Hindsight is 20/20. If it’s someone else’s decision, it’s often clear to us what another should do. Why is it so tough to find clarity when we are in the thick of our own dilemma? Why do we miss the useful data that’s right under our nose?

Months after I got fired from a job I held for seven years it became very clear that I’d stayed in that job six months too long. With hindsight and a few martinis, it was easy to see how burned out, depressed and overwhelmed I was during the last year I’d held that position. I had managed to ignore an abundance of warning signs and was shocked when the chairman told me, “Thank you for your contribution, this is your last day.” What about you?
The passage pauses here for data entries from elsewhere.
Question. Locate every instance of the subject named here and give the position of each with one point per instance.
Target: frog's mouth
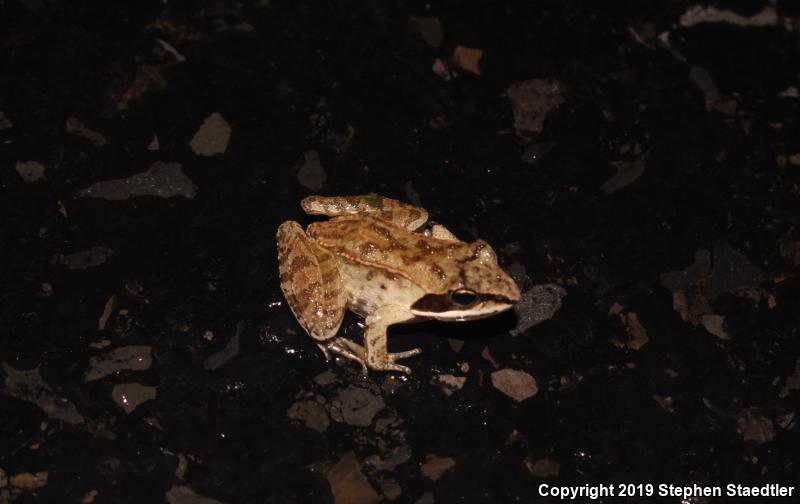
(443, 307)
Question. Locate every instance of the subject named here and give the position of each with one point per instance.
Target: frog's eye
(463, 297)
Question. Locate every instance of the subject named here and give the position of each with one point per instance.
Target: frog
(375, 257)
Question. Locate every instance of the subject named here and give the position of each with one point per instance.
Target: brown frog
(370, 258)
What blinding glimpse of the obvious caught you by total surprise?

Tapping a Different Intelligence

We make choices all the time, mostly by using our analytical mind. This mind is an incredible asset. Yours may be a powerful computer that can manipulate reams of data at lightning-fast speed. Yet the analytical mind can be a liability. It can increase the size of your blind spot, conceal powerful possibilities, and lead you to ask the wrong questions. This aspect of your mind will fail you when it comes to decisions that have big emotional or spiritual components, basically any important decision you face over age forty.
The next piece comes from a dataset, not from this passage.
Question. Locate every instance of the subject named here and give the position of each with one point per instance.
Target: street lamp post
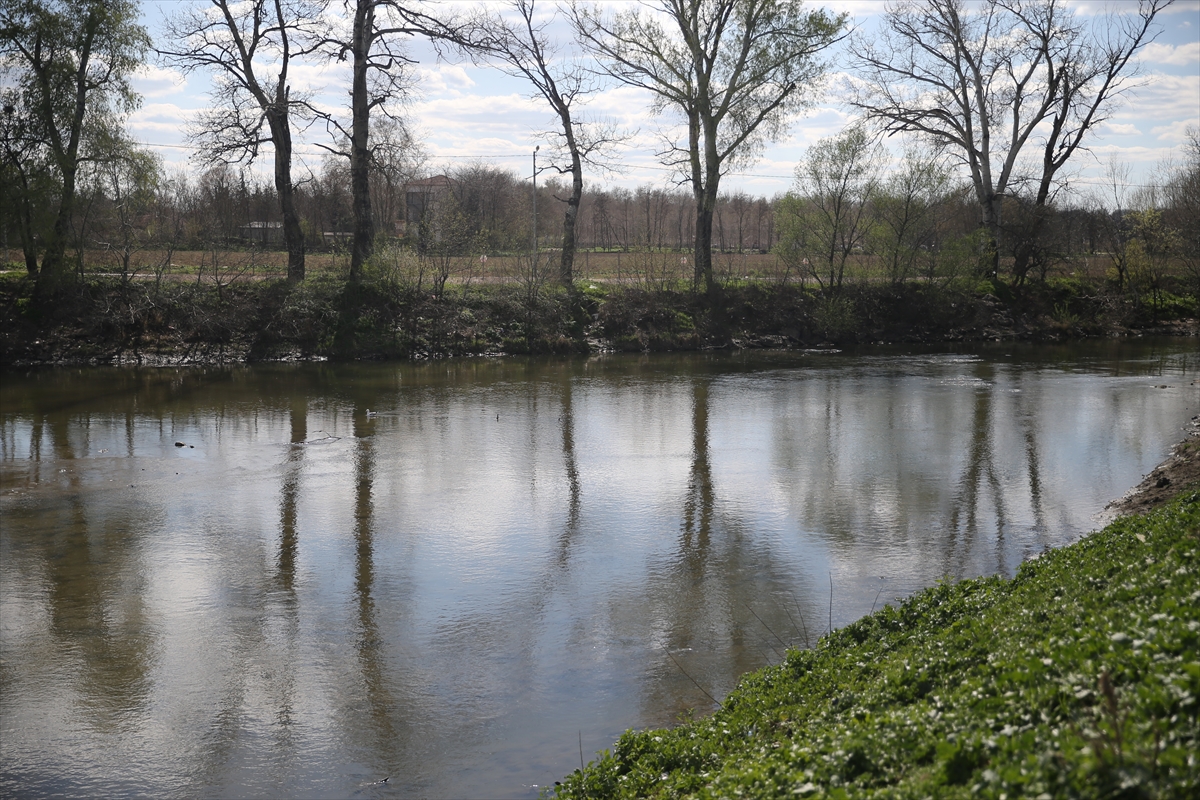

Skillful and soulful decision making requires accessing your wisdom. Instead of wisdom you may use another word like intuition, gut, heart, or higher self. What we call it isn’t important. What’s important is acknowledging we all have an inner voice or vibe that connects us to a deeper intelligence. When the answer comes from this place we avoid self-deception and are aligned with our core values.

Clearing the Resistance to Your Deeper Truth

You know that when you don’t listen to that voice you often regret it. Maybe you don’t trust your inner experience enough to act on it. Or do you judge it to be too subtle, impractical or illogical? What’s the nature of the unconscious agreement you’ve made with your source of wisdom? If you want to change that agreement here are two simple but often challenging ways to cultivate a more productive relationship with your own wisdom:

Slow Down. Most people enable an estrangement from their wisdom by staying too busy or working too fast. Over time they become anesthetized to the subtle but critical aspects of their lives. There’s good research that shows that the faster we work, the more likely we will betray our core values.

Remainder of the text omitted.